Self-supervised node representation learning aims to learn node representations from unlabelled graphs that rival the supervised counterparts. The key towards learning informative node representations lies in how to effectively gain contextual information from the graph structure. In this work, we present simple-yet-effective self-supervised node representation learning via aligning the hidden representations of nodes and their neighbourhood. Our first idea achieves such node-to-neighbourhood alignment by directly maximizing the mutual information between their representations, which, we prove theoretically, plays the role of graph smoothing. Our framework is optimized via a surrogate contrastive loss and a Topology-Aware Positive Sampling (TAPS) strategy is proposed to sample positives by considering the structural dependencies between nodes, which enables offline positive selection. Considering the excessive memory overheads of contrastive learning, we further propose a negative-free solution, where the main contribution is a Graph Signal Decorrelation (GSD) constraint to avoid representation collapse and over-smoothing. The GSD constraint unifies some of the existing constraints and can be used to derive new implementations to combat representation collapse. By applying our methods on top of simple MLP-based node representation encoders, we learn node representations that achieve promising node classification performance on a set of graph-structured datasets from small- to large-scale.

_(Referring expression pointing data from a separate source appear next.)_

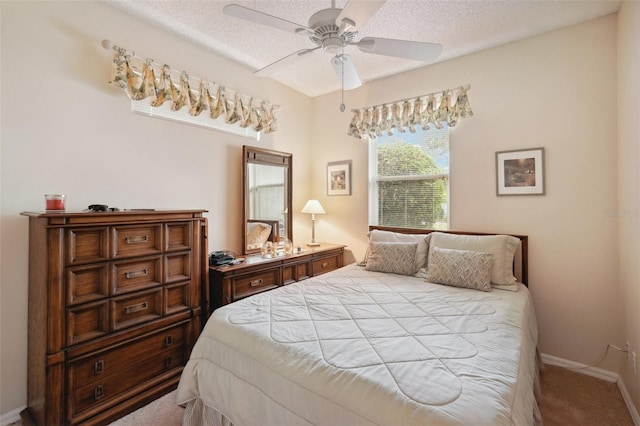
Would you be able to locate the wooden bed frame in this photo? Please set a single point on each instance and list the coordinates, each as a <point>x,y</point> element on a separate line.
<point>521,261</point>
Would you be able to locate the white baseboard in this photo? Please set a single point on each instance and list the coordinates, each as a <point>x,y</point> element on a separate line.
<point>11,417</point>
<point>600,374</point>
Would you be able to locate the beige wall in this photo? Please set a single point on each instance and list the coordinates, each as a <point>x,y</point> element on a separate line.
<point>65,130</point>
<point>556,90</point>
<point>629,181</point>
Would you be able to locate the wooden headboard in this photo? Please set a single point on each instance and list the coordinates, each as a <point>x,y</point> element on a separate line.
<point>521,261</point>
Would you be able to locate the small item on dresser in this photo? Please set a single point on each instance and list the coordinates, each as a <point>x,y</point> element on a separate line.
<point>54,202</point>
<point>221,257</point>
<point>97,208</point>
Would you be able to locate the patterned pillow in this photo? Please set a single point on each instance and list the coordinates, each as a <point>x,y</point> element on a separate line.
<point>395,258</point>
<point>257,234</point>
<point>460,268</point>
<point>503,248</point>
<point>381,236</point>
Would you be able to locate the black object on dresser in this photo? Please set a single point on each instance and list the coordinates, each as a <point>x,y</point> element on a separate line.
<point>116,302</point>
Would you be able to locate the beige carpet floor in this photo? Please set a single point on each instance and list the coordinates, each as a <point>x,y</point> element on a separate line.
<point>568,398</point>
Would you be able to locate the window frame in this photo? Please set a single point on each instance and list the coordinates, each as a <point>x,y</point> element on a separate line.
<point>373,180</point>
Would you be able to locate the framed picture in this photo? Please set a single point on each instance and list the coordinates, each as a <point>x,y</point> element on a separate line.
<point>339,178</point>
<point>520,172</point>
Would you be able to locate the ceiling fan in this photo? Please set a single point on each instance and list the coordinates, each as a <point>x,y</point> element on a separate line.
<point>331,30</point>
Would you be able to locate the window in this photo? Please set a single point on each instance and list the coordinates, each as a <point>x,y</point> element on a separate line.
<point>409,179</point>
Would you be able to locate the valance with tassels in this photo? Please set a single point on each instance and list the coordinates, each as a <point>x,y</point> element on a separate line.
<point>427,110</point>
<point>156,82</point>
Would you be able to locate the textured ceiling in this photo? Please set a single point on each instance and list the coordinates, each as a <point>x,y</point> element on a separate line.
<point>462,27</point>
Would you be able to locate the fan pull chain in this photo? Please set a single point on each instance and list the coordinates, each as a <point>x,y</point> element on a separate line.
<point>342,107</point>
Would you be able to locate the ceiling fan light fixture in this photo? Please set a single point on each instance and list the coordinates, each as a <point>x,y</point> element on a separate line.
<point>332,44</point>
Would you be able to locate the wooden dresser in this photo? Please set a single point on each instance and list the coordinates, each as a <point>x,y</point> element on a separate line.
<point>115,303</point>
<point>257,274</point>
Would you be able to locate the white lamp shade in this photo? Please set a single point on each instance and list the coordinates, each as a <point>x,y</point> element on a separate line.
<point>313,207</point>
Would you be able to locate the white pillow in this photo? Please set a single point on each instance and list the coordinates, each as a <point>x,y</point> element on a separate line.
<point>503,248</point>
<point>395,237</point>
<point>460,268</point>
<point>394,258</point>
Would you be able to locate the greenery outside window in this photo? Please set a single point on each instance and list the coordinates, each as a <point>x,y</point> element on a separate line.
<point>409,179</point>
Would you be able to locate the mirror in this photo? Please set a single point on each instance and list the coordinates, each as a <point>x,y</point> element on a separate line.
<point>267,193</point>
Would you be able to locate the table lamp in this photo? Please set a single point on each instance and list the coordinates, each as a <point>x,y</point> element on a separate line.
<point>313,207</point>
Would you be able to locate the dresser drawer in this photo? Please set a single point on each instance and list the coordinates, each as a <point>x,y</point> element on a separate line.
<point>178,236</point>
<point>97,379</point>
<point>86,322</point>
<point>138,240</point>
<point>177,267</point>
<point>247,285</point>
<point>137,274</point>
<point>86,283</point>
<point>87,245</point>
<point>129,310</point>
<point>327,264</point>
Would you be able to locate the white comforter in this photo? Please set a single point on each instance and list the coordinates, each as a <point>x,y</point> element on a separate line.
<point>355,347</point>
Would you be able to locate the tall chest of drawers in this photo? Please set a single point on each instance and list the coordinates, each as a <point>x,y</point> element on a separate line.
<point>115,306</point>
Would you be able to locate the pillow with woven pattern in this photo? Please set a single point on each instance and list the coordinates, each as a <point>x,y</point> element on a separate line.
<point>394,258</point>
<point>257,234</point>
<point>460,268</point>
<point>503,248</point>
<point>381,236</point>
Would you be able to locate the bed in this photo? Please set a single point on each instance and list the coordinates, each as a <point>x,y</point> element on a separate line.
<point>428,329</point>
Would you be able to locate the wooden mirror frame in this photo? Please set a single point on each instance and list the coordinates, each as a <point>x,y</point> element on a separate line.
<point>253,155</point>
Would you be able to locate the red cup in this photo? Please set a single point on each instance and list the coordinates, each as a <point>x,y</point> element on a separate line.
<point>54,202</point>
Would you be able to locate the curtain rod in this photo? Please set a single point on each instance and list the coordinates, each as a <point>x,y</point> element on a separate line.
<point>465,88</point>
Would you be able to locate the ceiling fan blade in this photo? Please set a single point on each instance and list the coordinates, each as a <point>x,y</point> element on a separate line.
<point>356,13</point>
<point>419,51</point>
<point>283,63</point>
<point>351,79</point>
<point>261,18</point>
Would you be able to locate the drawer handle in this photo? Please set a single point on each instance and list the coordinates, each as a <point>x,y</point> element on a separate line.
<point>168,361</point>
<point>136,308</point>
<point>255,283</point>
<point>98,392</point>
<point>136,274</point>
<point>136,240</point>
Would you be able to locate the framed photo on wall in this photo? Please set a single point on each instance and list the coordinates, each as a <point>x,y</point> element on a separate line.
<point>520,172</point>
<point>339,178</point>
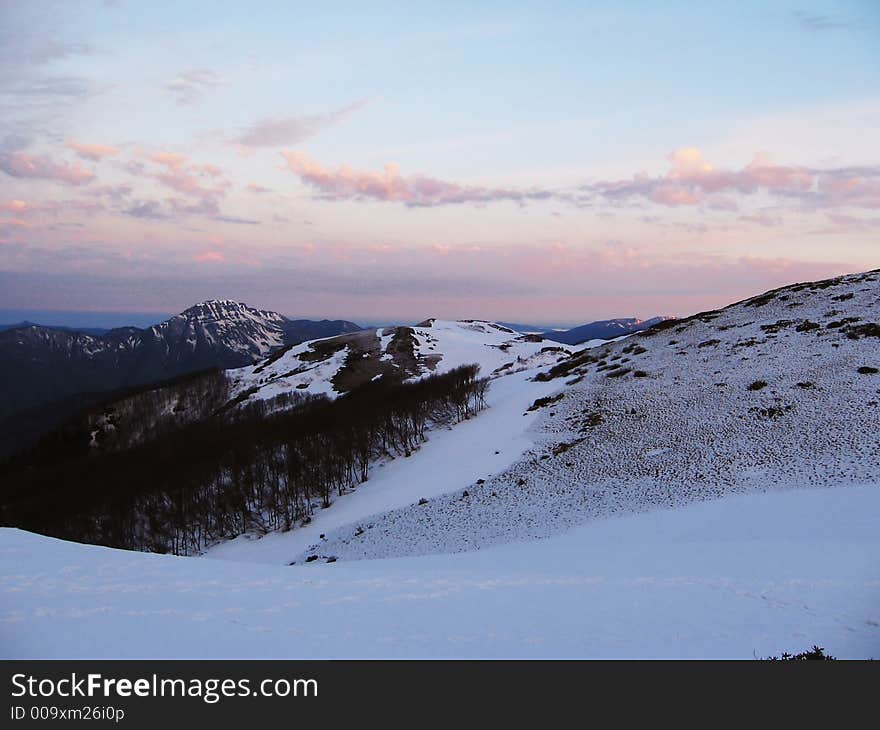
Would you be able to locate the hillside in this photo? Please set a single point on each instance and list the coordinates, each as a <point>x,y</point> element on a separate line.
<point>770,403</point>
<point>608,329</point>
<point>777,392</point>
<point>738,578</point>
<point>40,366</point>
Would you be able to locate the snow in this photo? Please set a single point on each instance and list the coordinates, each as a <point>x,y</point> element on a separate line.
<point>738,577</point>
<point>481,446</point>
<point>692,430</point>
<point>448,343</point>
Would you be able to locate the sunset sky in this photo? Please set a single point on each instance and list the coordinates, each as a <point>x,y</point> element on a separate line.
<point>537,162</point>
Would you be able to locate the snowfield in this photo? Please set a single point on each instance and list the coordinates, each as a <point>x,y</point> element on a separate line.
<point>336,364</point>
<point>739,577</point>
<point>454,457</point>
<point>774,393</point>
<point>709,488</point>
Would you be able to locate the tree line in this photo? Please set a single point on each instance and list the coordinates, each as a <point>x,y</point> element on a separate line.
<point>260,466</point>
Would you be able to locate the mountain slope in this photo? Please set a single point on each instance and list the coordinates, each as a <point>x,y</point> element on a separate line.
<point>736,578</point>
<point>42,364</point>
<point>608,329</point>
<point>336,365</point>
<point>776,392</point>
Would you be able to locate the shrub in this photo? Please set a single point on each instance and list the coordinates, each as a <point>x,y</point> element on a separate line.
<point>816,653</point>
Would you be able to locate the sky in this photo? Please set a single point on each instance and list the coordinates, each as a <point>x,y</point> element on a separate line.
<point>524,161</point>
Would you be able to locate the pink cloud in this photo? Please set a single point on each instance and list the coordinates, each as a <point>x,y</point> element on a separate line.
<point>22,165</point>
<point>346,183</point>
<point>210,257</point>
<point>292,130</point>
<point>93,152</point>
<point>186,177</point>
<point>691,180</point>
<point>16,206</point>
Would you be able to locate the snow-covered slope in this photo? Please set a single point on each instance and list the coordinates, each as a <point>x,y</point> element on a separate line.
<point>741,577</point>
<point>776,392</point>
<point>337,364</point>
<point>39,365</point>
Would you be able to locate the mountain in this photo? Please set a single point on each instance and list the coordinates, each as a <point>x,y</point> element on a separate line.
<point>40,365</point>
<point>95,331</point>
<point>607,329</point>
<point>777,392</point>
<point>339,364</point>
<point>704,488</point>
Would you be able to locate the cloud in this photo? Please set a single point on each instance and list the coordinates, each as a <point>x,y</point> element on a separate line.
<point>280,131</point>
<point>691,180</point>
<point>345,183</point>
<point>22,165</point>
<point>186,177</point>
<point>818,21</point>
<point>16,206</point>
<point>189,87</point>
<point>93,152</point>
<point>210,257</point>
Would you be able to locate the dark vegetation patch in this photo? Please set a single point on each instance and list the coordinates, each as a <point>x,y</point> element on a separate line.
<point>565,446</point>
<point>542,402</point>
<point>771,411</point>
<point>816,653</point>
<point>842,322</point>
<point>856,332</point>
<point>592,420</point>
<point>250,469</point>
<point>778,325</point>
<point>562,369</point>
<point>618,373</point>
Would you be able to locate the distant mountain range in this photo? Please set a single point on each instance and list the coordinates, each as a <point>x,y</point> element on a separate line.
<point>94,331</point>
<point>606,329</point>
<point>41,365</point>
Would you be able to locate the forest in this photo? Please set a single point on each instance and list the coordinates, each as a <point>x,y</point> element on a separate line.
<point>169,484</point>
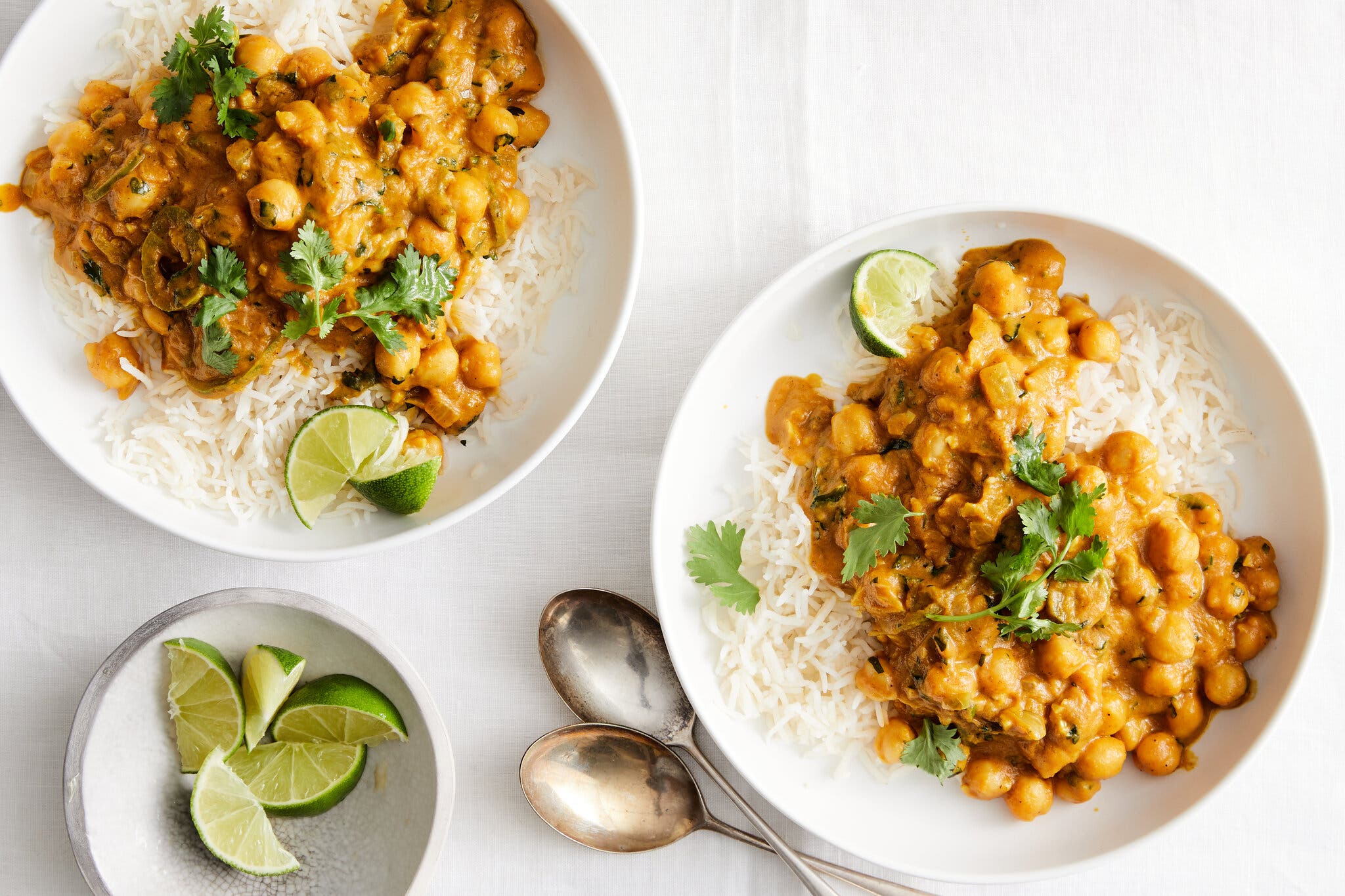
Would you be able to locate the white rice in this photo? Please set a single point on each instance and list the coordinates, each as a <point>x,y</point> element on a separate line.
<point>791,664</point>
<point>228,454</point>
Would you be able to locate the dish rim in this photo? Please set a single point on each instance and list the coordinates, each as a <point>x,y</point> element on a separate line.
<point>445,774</point>
<point>1294,394</point>
<point>531,461</point>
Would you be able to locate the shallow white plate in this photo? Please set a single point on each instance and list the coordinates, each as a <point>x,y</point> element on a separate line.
<point>42,363</point>
<point>912,824</point>
<point>127,805</point>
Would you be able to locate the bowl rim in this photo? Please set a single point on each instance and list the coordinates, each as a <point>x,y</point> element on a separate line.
<point>445,773</point>
<point>531,461</point>
<point>1294,394</point>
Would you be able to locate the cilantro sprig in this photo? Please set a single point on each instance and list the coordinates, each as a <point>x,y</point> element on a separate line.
<point>1051,532</point>
<point>205,64</point>
<point>716,563</point>
<point>937,750</point>
<point>1026,464</point>
<point>222,272</point>
<point>417,286</point>
<point>883,531</point>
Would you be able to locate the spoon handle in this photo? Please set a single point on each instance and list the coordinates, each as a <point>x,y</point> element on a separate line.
<point>805,874</point>
<point>866,883</point>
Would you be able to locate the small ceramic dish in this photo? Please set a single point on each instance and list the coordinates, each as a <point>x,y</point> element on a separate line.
<point>127,805</point>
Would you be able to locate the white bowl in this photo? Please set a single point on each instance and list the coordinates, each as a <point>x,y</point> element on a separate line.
<point>790,328</point>
<point>127,802</point>
<point>42,363</point>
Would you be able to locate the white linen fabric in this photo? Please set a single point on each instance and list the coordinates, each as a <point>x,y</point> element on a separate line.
<point>767,129</point>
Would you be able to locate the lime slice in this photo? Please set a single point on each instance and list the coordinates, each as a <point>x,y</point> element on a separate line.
<point>232,822</point>
<point>300,778</point>
<point>340,710</point>
<point>401,485</point>
<point>884,296</point>
<point>204,702</point>
<point>269,675</point>
<point>327,450</point>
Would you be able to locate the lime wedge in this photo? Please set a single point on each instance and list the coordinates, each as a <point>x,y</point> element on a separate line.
<point>204,702</point>
<point>300,778</point>
<point>401,485</point>
<point>269,675</point>
<point>327,450</point>
<point>884,296</point>
<point>340,710</point>
<point>232,822</point>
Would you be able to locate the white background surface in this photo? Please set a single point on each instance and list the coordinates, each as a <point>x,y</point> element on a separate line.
<point>767,129</point>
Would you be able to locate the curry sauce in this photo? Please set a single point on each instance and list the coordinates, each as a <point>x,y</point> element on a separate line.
<point>1162,629</point>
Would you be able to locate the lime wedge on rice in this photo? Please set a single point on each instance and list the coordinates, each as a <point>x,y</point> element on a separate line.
<point>340,710</point>
<point>269,675</point>
<point>327,450</point>
<point>205,703</point>
<point>401,485</point>
<point>884,296</point>
<point>300,778</point>
<point>233,824</point>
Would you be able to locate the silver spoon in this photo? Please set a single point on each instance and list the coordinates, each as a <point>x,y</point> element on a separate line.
<point>607,660</point>
<point>622,792</point>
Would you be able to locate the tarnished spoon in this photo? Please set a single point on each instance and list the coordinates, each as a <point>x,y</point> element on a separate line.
<point>622,792</point>
<point>607,660</point>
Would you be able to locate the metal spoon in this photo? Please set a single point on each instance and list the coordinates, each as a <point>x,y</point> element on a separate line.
<point>622,792</point>
<point>607,660</point>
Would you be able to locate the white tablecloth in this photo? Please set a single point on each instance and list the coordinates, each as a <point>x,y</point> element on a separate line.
<point>766,129</point>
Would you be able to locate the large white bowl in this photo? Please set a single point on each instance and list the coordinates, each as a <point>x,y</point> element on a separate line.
<point>912,824</point>
<point>127,802</point>
<point>42,362</point>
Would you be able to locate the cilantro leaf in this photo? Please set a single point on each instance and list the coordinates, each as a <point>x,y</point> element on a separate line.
<point>1083,565</point>
<point>311,261</point>
<point>937,750</point>
<point>1026,464</point>
<point>885,530</point>
<point>716,561</point>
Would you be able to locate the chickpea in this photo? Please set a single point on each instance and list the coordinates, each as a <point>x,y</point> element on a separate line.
<point>1125,453</point>
<point>1225,597</point>
<point>1158,754</point>
<point>1185,715</point>
<point>259,53</point>
<point>427,442</point>
<point>1164,679</point>
<point>531,124</point>
<point>481,366</point>
<point>892,739</point>
<point>1265,586</point>
<point>397,367</point>
<point>1060,657</point>
<point>1172,545</point>
<point>1029,797</point>
<point>1102,759</point>
<point>1098,341</point>
<point>437,367</point>
<point>431,240</point>
<point>875,679</point>
<point>998,288</point>
<point>104,359</point>
<point>1076,310</point>
<point>1225,683</point>
<point>1251,634</point>
<point>1075,788</point>
<point>276,205</point>
<point>988,778</point>
<point>1174,640</point>
<point>470,198</point>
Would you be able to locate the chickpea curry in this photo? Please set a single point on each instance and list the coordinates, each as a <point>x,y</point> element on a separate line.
<point>1124,640</point>
<point>412,147</point>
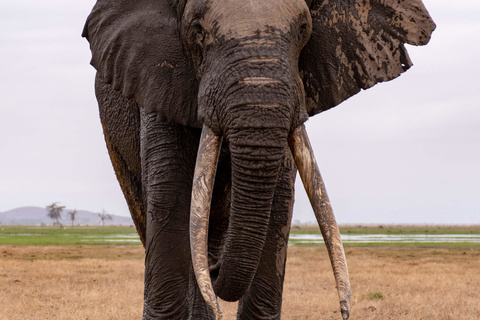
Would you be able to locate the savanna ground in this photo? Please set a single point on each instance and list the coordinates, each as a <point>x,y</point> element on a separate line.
<point>106,282</point>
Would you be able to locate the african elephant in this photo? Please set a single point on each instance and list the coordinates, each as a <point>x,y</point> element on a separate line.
<point>202,104</point>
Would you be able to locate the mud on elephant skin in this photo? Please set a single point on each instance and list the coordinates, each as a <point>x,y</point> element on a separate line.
<point>203,102</point>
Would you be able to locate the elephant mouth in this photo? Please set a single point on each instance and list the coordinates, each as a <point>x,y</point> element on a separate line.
<point>204,177</point>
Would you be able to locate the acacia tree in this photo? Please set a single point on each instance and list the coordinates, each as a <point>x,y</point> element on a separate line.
<point>72,215</point>
<point>104,216</point>
<point>55,212</point>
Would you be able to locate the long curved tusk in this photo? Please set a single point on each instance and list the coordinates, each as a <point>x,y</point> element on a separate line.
<point>315,188</point>
<point>202,189</point>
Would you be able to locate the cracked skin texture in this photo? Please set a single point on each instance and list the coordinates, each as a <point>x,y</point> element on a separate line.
<point>165,68</point>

翻译：自监督节点表示学习旨在从无标签图中学习能够媲美监督方法的节点表示。学习信息性节点表示的关键在于如何有效获取图结构中的上下文信息。本文提出了一种简单而有效的自监督节点表示学习方法，通过对齐节点及其邻居的隐层表示来实现。我们的第一个想法是通过直接最大化节点表示与其邻居表示之间的互信息来实现这种节点-邻居对齐，我们理论上证明该过程起到了图平滑的作用。该框架通过代理对比损失进行优化，并提出了拓扑感知正采样策略，通过考虑节点间的结构依赖关系来选择正样本，从而支持离线的正样本选择。考虑到对比学习过高的内存开销，我们进一步提出了一种无需负样本的解决方案，其主要贡献在于引入图信号去相关约束来避免表示坍塌和过度平滑。该约束统一了现有的部分约束方法，并可推导出新的实现以对抗表示坍塌。通过将我们的方法应用于简单的基于多层感知机的节点表示编码器上，我们在从小规模到大规模的一组图结构数据集上学习到了具有良好节点分类性能的节点表示。